On 22-10-2012, at 09:49, Roslina Zakaria wrote:
> Dear r-users,
>
> I would like to convert my Matlab code to R-code, however it dies not work
as expected. Hope somebody can help me to match Matlab and r codes.
>
> R code:
>
> rr <- function(r,cxn)
> {
> tol <- 1E-4;
>
> for(i in 1:n)
> {
> t1 <- (1+(i-1)*r)*log((1+(i-1)*r))
> t2 <- (i-1)*(1-r)*log(1-r)
> rri <- ((t1+t2)/i*log(i))-cxn
The first ( in the expression for rri is misplaced and should be moved to just
after the / by comparing to the expression for f in the Matlab code.
> rr <- rri > tol
> }
> round(rr,4)
> }
> rr1 <- rr(0.5,0.0242) ; rr1
>
What is this function supposed to do? Incomprehensible.
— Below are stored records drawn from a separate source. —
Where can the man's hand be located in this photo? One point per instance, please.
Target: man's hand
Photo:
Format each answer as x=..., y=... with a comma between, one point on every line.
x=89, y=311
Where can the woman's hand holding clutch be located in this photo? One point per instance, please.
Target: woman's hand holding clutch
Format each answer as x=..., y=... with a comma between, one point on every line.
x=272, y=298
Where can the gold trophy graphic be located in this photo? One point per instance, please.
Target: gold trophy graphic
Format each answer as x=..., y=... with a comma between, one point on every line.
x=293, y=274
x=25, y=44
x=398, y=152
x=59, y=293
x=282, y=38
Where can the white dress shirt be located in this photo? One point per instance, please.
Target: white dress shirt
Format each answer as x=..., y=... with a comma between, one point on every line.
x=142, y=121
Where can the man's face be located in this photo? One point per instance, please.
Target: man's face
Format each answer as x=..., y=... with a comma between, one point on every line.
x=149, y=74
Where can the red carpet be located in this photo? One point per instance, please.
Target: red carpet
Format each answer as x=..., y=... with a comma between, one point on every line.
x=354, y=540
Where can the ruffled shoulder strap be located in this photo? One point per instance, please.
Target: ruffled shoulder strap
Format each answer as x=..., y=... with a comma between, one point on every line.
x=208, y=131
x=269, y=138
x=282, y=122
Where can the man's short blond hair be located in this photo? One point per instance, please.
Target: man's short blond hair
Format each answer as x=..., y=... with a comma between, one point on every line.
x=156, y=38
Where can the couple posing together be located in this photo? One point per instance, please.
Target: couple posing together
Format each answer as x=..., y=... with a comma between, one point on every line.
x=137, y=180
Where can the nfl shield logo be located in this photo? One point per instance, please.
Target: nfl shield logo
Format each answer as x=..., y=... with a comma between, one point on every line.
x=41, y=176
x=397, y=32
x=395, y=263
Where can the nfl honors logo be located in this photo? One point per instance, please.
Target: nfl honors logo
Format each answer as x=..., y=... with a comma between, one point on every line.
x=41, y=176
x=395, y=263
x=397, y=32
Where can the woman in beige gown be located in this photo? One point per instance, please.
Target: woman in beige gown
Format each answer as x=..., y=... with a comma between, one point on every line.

In the for with i rri is compared to tol and rr becomes a logical.
After the loop is finished rr is equal to the last value of rr for i==n.
So you could just as well have set i to n and then you could dispense with the
for loop.
Why is the function returning round(rr,4) when rr is a logical?
>
> Matlab code:
>
> function F = cxncnr(r)
> n = 4;
> % terms
> t1 = (1+(n-1)*r)*log((1+(n-1)*r));
> t2 = (n-1)*(1-r)*log(1-r);
>
> %f = term - cxn
> f = (t1+t2)/(n*log(n)) - 0.05011007
>
> F = [f];
> % r0 = [0.5] ; r = fsolve(@cxncnr,r0)
From this code I gather that you are trying to solve an equation with one
variable.
Some code:
cxncnr <- function(r) {
n <- 4
t1 <- (1+(n-1)*r)*log((1+(n-1)*r))
t2 <- (n-1)*(1-r)*log(1-r)
X <- (t1+t2)/(n*log(n)) - 0.05011007
X
}
# a plot to determine endpoints
curve(cxncnr,from=0.0,to=.5)
sol <- uniroot(cxncnr,c(.01,.50))
sol
cxncnr(sol$root)
Berend